UNDIP dan UNAIR sudah melanjutkan pemikiran-pemikiran proresif tersebut, sekarang marilah kita sebagai mahasiswa UNPAD juga mengadakan kajian terhadap pemikiran tersebut.
Selain itu, hukum juga harus memikirkan pluralisme dan tentunya butuh ilmu sosiologi) dimana ilmu hukum sekarang lebih dikuasai oleh pemikiran-pemikiran barat, padahal hukum di Indonesia tidak dapat diterapkan dengan menggunakan kacamata barat.

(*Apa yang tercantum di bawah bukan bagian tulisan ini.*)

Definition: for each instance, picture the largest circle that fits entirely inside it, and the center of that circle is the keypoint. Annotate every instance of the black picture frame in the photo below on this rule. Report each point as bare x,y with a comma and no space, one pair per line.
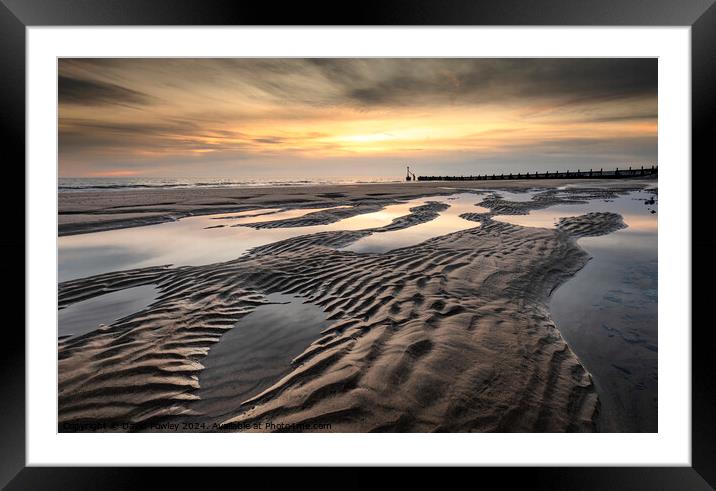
17,15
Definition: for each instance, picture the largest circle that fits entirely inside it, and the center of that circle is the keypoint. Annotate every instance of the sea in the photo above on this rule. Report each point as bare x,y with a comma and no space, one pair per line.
75,184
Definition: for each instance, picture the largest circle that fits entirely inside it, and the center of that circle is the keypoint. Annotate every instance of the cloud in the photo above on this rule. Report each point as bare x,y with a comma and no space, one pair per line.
161,111
94,92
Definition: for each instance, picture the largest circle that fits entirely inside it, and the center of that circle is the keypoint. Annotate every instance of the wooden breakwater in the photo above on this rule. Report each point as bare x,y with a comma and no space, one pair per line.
578,174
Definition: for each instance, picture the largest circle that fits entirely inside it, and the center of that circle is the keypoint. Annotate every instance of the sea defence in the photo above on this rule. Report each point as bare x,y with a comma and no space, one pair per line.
578,174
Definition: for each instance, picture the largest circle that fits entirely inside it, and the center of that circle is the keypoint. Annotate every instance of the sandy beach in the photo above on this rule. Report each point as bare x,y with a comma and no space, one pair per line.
451,334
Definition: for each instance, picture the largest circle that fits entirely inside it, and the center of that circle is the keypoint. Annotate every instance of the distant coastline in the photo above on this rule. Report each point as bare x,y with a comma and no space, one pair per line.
75,184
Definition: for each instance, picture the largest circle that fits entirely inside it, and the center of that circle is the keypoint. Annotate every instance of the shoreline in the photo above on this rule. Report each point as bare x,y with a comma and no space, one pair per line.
453,334
96,211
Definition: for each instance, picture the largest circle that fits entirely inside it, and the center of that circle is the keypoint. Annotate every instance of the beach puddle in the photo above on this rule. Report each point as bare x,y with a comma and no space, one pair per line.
607,312
447,222
206,239
234,219
256,353
86,316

Sekarang marilah kita membuat ilmu hukum tidak ingin berhenti hanya pada membicarakan “hukum” melainkan juga dalamkaitan yang erat dengan “masyarakatnya”.

KESIMPULAN
Teori Hans Kelsen yang dibuat bertujuan agar tidak tertinggal dengan ilmu lain justru malah menjadikan ilmu hukum menjadi tertinggal dan tertutup. Jadi teori tersebut hanya strategi memanipulasi kenyataan ilmu hukum yang ketinggalan jika melihat aspek empiris, sehingga dicetuskanlah teori hukum murni yang menyuruh ilmu hukum hanya boleh membahas dalam hal undang-undang saja. Hal ini juga menyebabkan ilmu hukum hanya berani becuap-cuap dalam lingkungan internnya saja, padahal para jurist tidak akan bisa sukses jika hanya berbekal ilmu hukum saja. Karena perubahan yang terjadi pada kehidupan masyarakat menuntuhseluruh aspek baik ilmu kealaman, maupun sosial.
Selain itu, dituntut juga keaktifan para ilmuwan hukum dalam mengembangkan teorinya. Seperti para ilmuwan dari ilmu kealaman yang berbondong-bondong membuat tulisan mengenai revolusi dan perubahan paradigma.
Lalu ada pemikiran progresif yang berusaha menekankan ego masing-masing ilmu agar ingin bersatu dalam menkaji dan menghadapi perubahan dunia.
Sekarang saatnya untuk berubah. Ilmu hkum harus melek akan keadaan sosial, karena justru hukum dibuat demi adanya kenyamanan sosial. Kalau hanya memikirkan hal intern sendiri, maka tujuan sosial tersebut bias dianggap tidak ada.